Crypto adoption is still in its early stages, and crypto coins are not widely used as currency—at least, not yet. However, companies worldwide are increasingly interested in these new digital assets, using them for investment products, money transfers and business transactions. It’s also used in decentralized applications (dApps), which offer crypto-enabled financial products and services, such as lending, insurance and smart contracts.
“The primary use for cryptocurrencies is a method of storing value and sending and receiving payments at low cost and high speed, with no intermediaries, unlike current payment rails,” Connors says. He adds that ultimately, cryptocurrencies could be used for any financial transaction.
What are altcoins?
Since the launch of bitcoin (BTC for short) in 2009, thousands of other crypto coins have appeared, with many of their developers trying to improve on bitcoin’s features and functionality. These are collectively referred to as “altcoins,” or alternatives to bitcoin.
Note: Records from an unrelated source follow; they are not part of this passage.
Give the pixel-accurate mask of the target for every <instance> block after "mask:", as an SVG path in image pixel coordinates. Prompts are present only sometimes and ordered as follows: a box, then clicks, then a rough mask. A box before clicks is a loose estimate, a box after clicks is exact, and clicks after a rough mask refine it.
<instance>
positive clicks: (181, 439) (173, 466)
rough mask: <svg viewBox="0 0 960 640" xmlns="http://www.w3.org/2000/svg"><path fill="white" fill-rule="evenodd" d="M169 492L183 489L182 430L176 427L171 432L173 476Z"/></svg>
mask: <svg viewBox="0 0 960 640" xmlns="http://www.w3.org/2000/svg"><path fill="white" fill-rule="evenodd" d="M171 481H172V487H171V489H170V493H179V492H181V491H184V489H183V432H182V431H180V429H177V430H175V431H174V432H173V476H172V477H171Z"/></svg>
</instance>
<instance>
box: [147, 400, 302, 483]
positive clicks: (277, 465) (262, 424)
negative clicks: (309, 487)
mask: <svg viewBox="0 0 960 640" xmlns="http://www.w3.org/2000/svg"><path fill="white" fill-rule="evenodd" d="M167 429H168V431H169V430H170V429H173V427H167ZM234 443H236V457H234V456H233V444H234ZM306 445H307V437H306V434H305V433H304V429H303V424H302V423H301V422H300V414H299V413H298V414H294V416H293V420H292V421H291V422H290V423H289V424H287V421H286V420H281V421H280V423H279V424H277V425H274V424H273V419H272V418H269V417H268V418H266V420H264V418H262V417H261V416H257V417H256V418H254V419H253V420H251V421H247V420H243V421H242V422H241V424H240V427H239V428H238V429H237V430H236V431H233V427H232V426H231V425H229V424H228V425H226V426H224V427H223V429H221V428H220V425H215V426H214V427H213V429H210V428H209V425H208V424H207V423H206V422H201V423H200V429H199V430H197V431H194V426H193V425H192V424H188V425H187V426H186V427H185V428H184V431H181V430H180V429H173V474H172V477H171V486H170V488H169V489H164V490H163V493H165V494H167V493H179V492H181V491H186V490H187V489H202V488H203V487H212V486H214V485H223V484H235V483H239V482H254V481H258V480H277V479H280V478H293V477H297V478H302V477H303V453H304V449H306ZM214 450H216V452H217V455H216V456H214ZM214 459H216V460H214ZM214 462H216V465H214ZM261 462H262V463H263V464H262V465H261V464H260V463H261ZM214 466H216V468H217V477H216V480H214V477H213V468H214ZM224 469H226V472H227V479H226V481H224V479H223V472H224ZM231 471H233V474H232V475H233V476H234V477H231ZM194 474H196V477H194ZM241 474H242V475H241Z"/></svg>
BTC is still the most dominant digital coin, in terms of both size and adoption—it accounts for about 40% of crypto’s market capitalization. Bitcoin is followed by ether (ETH), the native coin of the Ethereum blockchain. Other cryptocurrencies gaining traction and market value include ADA (Cardano blockchain), SOL (Solana), LTC (Litecoin), XLM (Stellar), MATIC (Polygon), DOT (Polkadot), USDC (USD coin) and AVAX (Avalanche), as well as the memecoins DOGE (Dogecoin) and SHIB (Shiba Inu).
“Cryptocurrencies differ in their underlying cryptography, technology and networks, but what they do have in common is they all provide utility as a digital or virtual currency alternative to traditional fiat currency,” asserts Connors.
Today, the crypto market is flooded with thousands of different digital coins. Some crypto investors prefer to stick to “blue chip” coins such as bitcoin, ethereum and cardano. Others may be drawn to smaller, less established coins, including memecoins such as dogecoin and shiba inu.